Two firefighters died last week after a crash at neighbouring Buxton, as they battled the Green Wattle Creek fire. It's feared 40 homes have been lost in the bushfire that tore through Buxton, Balmoral, Bargo and surrounding areas.
"It's devastating not knowing whether your property is standing or not. Unfortunately, we have received bad news. There isn't much left," Berejiklian said on Sunday, at a press conference alongside Prime Minister Scott Morrison, recently returned from his Hawaii holiday.
"I understand expert teams are going in on the ground in a lot of those communities today, to make full assessments and to let people know when it is safe to go back. Even if people have lost their properties, they still want to go back to see what's left and if there is anything they can salvage."
"We know that's part of the recovery. We want people to have access to their land, to their property, as soon as they can, but it has to be safe."
The premier said some residents would be allowed to return to their properties "today or tomorrow" but others could have to wait longer.
Fire and Rescue NSW duty commander Inspector Kernin Lambert said the Green Wattle Creek fire was deadly on Thursday.
"Around the Balmoral village, we had two fire fronts come together and they merged," he told ABC TV at the time.
"We were experiencing firestorm-type conditions."
The federal and state governments have extended emergency relief funding to Wollondilly and Wingecarribee council areas.
A dozen councils areas across NSW now have access to more than $60 million in joint funding, Berejiklian said on Sunday. Recovery grants of up to $15,000 will be available for farmers and small businesses.
"We're not just here today and tomorrow. We'll be with you in the weeks and months and - in some communities - years during the rebuilding process," she said.

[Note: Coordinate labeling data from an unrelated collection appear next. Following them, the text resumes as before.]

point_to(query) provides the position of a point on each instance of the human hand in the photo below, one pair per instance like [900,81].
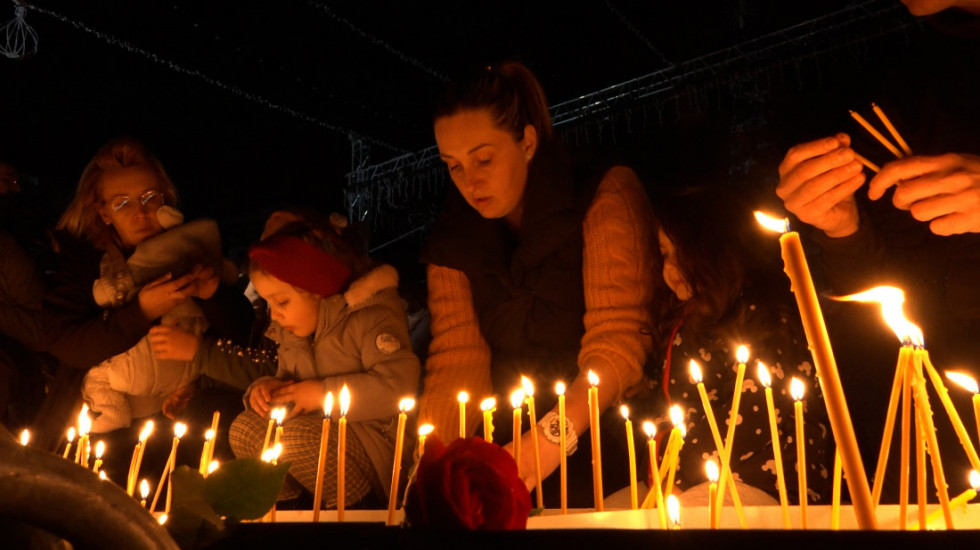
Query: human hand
[260,398]
[169,342]
[817,181]
[163,294]
[306,396]
[943,190]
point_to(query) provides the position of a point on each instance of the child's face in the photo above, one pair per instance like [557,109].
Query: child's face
[672,274]
[296,311]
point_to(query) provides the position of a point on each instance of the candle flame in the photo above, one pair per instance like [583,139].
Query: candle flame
[695,370]
[796,389]
[528,386]
[711,469]
[406,404]
[517,399]
[674,509]
[344,400]
[965,380]
[147,431]
[650,429]
[779,225]
[764,377]
[677,416]
[742,354]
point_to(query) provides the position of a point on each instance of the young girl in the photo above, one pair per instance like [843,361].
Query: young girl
[338,321]
[718,297]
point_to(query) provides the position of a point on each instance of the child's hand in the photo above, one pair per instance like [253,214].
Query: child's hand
[260,398]
[306,395]
[169,342]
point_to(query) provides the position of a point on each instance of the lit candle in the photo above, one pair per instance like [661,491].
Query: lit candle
[795,265]
[71,437]
[462,397]
[137,460]
[99,451]
[677,436]
[144,492]
[517,402]
[631,452]
[424,431]
[711,469]
[674,511]
[533,425]
[596,442]
[696,375]
[563,445]
[796,391]
[835,498]
[488,406]
[777,451]
[205,453]
[342,452]
[969,384]
[651,430]
[404,406]
[322,462]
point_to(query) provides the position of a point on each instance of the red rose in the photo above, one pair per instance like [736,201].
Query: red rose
[471,484]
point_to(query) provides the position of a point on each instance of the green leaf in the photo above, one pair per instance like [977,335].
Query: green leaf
[244,488]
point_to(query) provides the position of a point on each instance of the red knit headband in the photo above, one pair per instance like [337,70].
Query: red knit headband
[301,264]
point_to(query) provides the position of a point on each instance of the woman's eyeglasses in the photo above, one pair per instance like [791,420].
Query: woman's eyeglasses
[150,200]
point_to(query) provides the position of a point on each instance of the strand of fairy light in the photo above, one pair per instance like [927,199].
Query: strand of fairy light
[176,67]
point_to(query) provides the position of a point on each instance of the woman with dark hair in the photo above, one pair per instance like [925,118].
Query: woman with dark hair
[536,267]
[717,292]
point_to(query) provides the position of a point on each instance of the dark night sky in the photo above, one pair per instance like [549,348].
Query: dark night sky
[249,103]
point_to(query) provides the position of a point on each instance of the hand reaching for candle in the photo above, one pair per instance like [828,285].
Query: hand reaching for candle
[817,181]
[943,190]
[306,396]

In some more encouraging news at Dargan, near Lithgow, an elderly man previously feared missing -- after staying to defend his home from fires, instead of evacuating -- was found safe and well.
NSW Rural Fire Service commissioner Shane Fitzsimmons earlier said "dozens" of homes may have been lost when bushfires raged across NSW on Saturday.
Most of the losses were from the Green Wattle Creek fire, the huge Gospers Mountain blaze northwest of Sydney and the Currowan bushfire on the South Coast.
"We are expecting another heavy toll unfortunately with estimates that property loss could be in the dozens of buildings including homes, outbuildings, sheds and businesses," Fitzsimmons told reporters in Sydney.
Volunteer RFS firefighters Geoffrey Keaton, 32, and Andrew O'Dwyer, 36, died later on Thursday night when a tree fell into the path of their tanker in neighbouring Buxton.
Firefighters are now turning their attention to fires in the Shoalhaven region, with fears of ember attacks flying ahead of the main fire front.